The L bit in a level header is zero except for the last level in a section. The nLevel field identifies the level currently being defined. The 5-bit nStages field indicates the number of stages that make up the definition of this level. The nAdvance field, if nonzero, specifies the length of the source instruction being simulated; if zero, this is either specified in a translate table in one stage of this level, or in another level.
Actual operations on the instruction words or data words are specified within the stages. Again, a stage header begins with an L bit zero except in the last stage in a level. The V bit indicates that a signed displacement is either added to or subtracted from the bit string being processed; this is useful for floating-point format conversion; the disp field contains that displacement.
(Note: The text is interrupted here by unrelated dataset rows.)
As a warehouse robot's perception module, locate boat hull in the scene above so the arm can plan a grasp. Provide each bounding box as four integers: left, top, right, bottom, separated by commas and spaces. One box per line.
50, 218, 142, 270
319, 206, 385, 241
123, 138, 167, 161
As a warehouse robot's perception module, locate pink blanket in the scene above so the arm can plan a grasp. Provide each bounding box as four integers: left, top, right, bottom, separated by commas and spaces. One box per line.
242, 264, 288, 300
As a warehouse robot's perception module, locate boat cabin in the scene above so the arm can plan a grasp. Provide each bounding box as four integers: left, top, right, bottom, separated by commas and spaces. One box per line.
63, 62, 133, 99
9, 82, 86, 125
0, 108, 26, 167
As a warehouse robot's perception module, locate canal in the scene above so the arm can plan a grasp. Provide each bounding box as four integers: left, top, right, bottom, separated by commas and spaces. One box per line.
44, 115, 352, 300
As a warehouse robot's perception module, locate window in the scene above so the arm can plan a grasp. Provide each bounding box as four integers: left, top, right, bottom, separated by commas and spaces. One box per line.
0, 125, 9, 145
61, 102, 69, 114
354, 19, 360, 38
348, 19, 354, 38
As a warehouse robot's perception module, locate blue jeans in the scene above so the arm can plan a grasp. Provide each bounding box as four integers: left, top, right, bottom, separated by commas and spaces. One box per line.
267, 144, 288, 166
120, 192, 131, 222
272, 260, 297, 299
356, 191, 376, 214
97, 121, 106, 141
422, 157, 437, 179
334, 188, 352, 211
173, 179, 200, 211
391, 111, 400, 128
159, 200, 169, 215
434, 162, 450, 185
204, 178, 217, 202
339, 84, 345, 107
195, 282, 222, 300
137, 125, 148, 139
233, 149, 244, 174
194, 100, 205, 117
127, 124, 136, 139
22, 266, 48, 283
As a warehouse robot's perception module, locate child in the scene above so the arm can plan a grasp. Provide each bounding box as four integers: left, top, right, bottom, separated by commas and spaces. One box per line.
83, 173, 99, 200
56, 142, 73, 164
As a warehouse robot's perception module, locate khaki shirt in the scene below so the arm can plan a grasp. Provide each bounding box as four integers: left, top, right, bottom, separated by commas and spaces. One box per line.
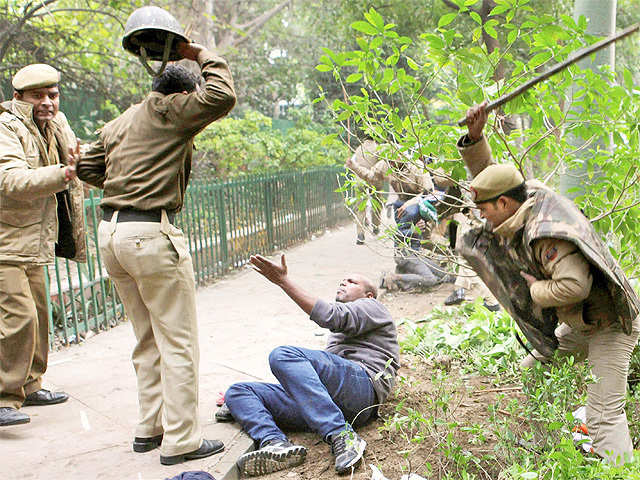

The nStage field indicates which stage is being defined.
If the A bit is one, this stage will, through a translate table entry, specify the length of the source instruction. If the D bit is one, this stage will, through a translate table entry, specify the level to be performed after this level. If the T bit is one, the bits taken from the positions indicated in the input mask, and then placed in order in the positions indicated in the output mask, will first, considered as a contiguous string of bits, be translated using a translate table.
The iLength field indicates the length of the input to this stage (and should be consistent across a level); this length is in halfwords, as it specifies the mask length. (The sSize field in the program header specifies the actual length of what is fetched, and will be treated as left-aligned in the first level.)
The tLength field indicates the number of bits that are set in the input mask, giving the number of entries in the translate table as a power of two.
The oLength field indicates the length of the output of this stage in halfwords, and the length of the output mask.
The eLength field indicates the number of halfwords of data in a translation table entry.
Each translate table entry begins with a halfword containing an F bit, to indicate if the output (if the table is in the last level, and instructions are being translated) is the address of an external subroutine instead of an instruction; an nAdvance field, which, if the A bit is set in the stage header, defines the length of the instruction being simulated for purposes of advancing the program counter; and an nLevel field, which, if the D bit is set in the stage header, specifies the next level to use after the current level.
The bits in the remaining halfwords of the entry, which contain the actual data to be output from the translation, are considered to be left-aligned, so that an arbitrary number of bits may be set in the output mask. (When no translation table is specified, the number of bits set in the input mask and in the output mask should be equal.)
Stages follow each other immediately; each level is terminated with a level exit header and each section is terminated with a section exit header.